In housing, there may be a rising tide, but it isn’t lifting all boats. According to data released today by the Federal Housing Finance Agency, prices were up 0.3% in February from the month before on a seasonally adjusted basis. Even better, prices in February were up 0.4% compared to a year ago, marking a pronounced turn in the market, since it’s the first time the FHFA index has risen year-over-year since July 2007. The numbers would seem positive if it weren’t for the fact that the S&P/Case-Shiller index, the other major housing price report, came out an hour before and was lousy.
Prices in 15 cities in the 20-city index were down from the previous year, leading to headlines like CNBC’s “U.S. Home Prices Drop for Sixth Straight Month” and Forbes’ “Case-Shiller shows U.S. Home Prices Hit Fresh Lows in February.”

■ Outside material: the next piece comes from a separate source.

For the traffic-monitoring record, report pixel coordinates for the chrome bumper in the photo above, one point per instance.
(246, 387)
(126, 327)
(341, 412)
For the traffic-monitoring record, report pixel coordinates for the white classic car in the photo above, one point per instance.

On closer analysis, though, the market — and the divergence between the two reports — isn’t as confusing as it appears. The FHFA index catches far fewer distressed homes than Case-Shiller does. So FHFA reads that prices for “average” areas, without a lot of foreclosures, have come down 19% since the peak, while Case-Shiller, weighed down by foreclosures, shows that prices have come down 35%.
In other words, if you live in Dallas, which was never really reamed by a lot of foreclosures, the market isn’t that bad. (According to Case-Shiller, prices in Dallas are flat). If you live in a market where there have been a lot of foreclosures — let’s pick on Las Vegas — it’s terrible, with housing prices continuing to slide (down 8.5% year-over-year).
The poster child for “awful” in this month’s report is Atlanta, with prices down a dizzying 17.3% in February from the year before, according to Case-Shiller.
However, even regions weighed down by foreclosures eventually hit a floor, and that appears to be happening in Phoenix, which had seen a bubble of speculation collapse but has been in recovery for months now. In February, Phoenix prices were up 1.2% over the month before and up 3.3% year-over-year.
Miami, another spot where the vacation/second home market had taken a tumble, is up 0.6% over last month and up 0.8% over last year.
March sales of new single-family homes (think “homebuilder homes”) meanwhile, beat analyst expectations. I don’t love new home sales as a data point, because it’s such a small slice of the pie of the market, but it does say something about consumer confidence. New home sales in February were reported at an annual pace of 328,000, beating a Reuters consensus poll of 320,000.
That number is down 7.1% from the month before, but the new home sales numbers are often subject to later sizable revisions. The February number was just revised upward by 40,000, a 12% jump from what had been previously reported. I predict we’ll see a similar upward tug on the March number in just a few weeks.